Today, the United States debt with GDP is significantly 122 percent (December 2024). Bondas yields may burn a hole through federal government finances, thus explaining Trump’s fixation and administration in bond yields. In fact, it was the tantrum of the previous week that pushed Trump to go quickly in reciprocal rates.
Three factors
The problems related to debt for the voice of the Trump administration of three factors.
First is the refinancing problem. The previous administration reduced the interest rate pressure by issuing short -term invoices instead of long -term bonds. While the approach was unsustainable for a long time, it is the problem of the current administration now refinance them with long -term bonds and add more pressure on yields.

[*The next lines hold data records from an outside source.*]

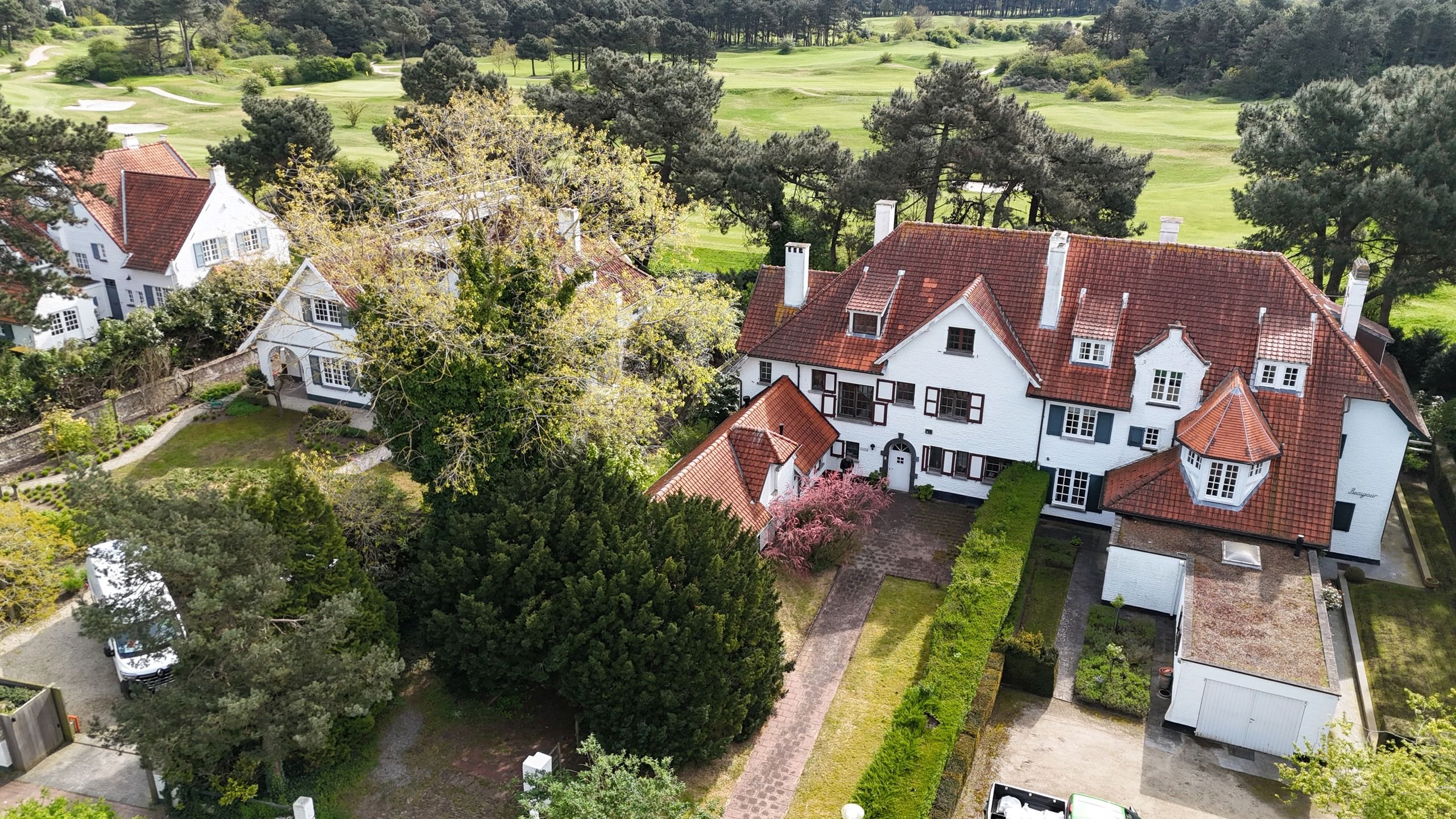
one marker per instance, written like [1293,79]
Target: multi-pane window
[960,340]
[1091,351]
[248,241]
[210,250]
[1167,385]
[905,392]
[326,311]
[857,401]
[864,324]
[1079,423]
[956,404]
[1070,489]
[66,321]
[1223,478]
[337,372]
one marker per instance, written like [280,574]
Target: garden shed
[1254,659]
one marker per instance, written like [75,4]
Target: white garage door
[1145,581]
[1250,719]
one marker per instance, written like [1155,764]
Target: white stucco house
[1205,404]
[165,228]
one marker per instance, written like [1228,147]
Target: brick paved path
[913,541]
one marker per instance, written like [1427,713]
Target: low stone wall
[24,448]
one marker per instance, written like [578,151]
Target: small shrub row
[906,771]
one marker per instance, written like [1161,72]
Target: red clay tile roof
[730,465]
[1098,317]
[158,213]
[766,309]
[1228,426]
[1165,283]
[1288,338]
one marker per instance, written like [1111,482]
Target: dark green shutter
[1345,515]
[1094,493]
[1056,419]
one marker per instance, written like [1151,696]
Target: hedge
[903,777]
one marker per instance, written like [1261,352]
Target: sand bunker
[100,105]
[136,127]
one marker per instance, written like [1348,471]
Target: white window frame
[250,242]
[1070,489]
[326,311]
[66,321]
[336,372]
[1223,481]
[1079,424]
[1167,387]
[1091,351]
[212,250]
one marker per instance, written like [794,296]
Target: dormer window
[1091,351]
[864,324]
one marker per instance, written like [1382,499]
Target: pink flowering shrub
[825,521]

Two, is the issue of the United States government addiction to spending, which, of course, Trump is trying to address Doge. While the US fiscal deficit. Uu. It cooled to 5.5 percent of GDP in 2022 (calendar year) after shooting 15.7 percent of GDP in 2020 due to the Covid stimulus, the ratio has now returned to 6.8 percent. Worse, the disbursement of interest of the federal government by 2024 exceeded the disbursement of national defense for the first time in the history of the nation. This reminds Ferguson’s law: “Any great power that spends more in the debt service than in defense, runs the risk of ceasing to be a great power.”
The third factor is a self -inflicted. The Trump administration policy, what to go and vision, tries to pour global supply chains and could Ty the safe state of the United States Treasury values and the global reserve currency status of the dollar. This is where the commercial war explodes in the capital wars. Altheghie There is still no solid alternative to the US dollar, global central banks could resort to other coins or gold even more. A week ago, speculations abounded in the bond market that China could retaliate by getting rid of their US bond holdings. This was one of the key reasons for the performance to increase the week before the last one, although the exact reason of the tantrum is still being investigated.
American debt, a capital disaster
Decades before, Richard Nixon’s secretary said famous: “The dollar is our currency, but it is his problem.”
Similarly, this US debt battery and high yields are not only a problem for the US, but one for capital investors worldwide. First, the policies that the Trump administration is trying to implement could result in a stagflation in the United States, a period of recession driven by inflated prices.
The main investment bankers have predicted a 50 percent/60 percent probability of a recession. In a globalized economic environment, this means a slowdown in global GDP. This combined with high bond yields in the United States, used as a reference point for price risk assets worldwide, can be a double blow to capital investors.
Investors around the world, even in India, must monitor the United States bond market.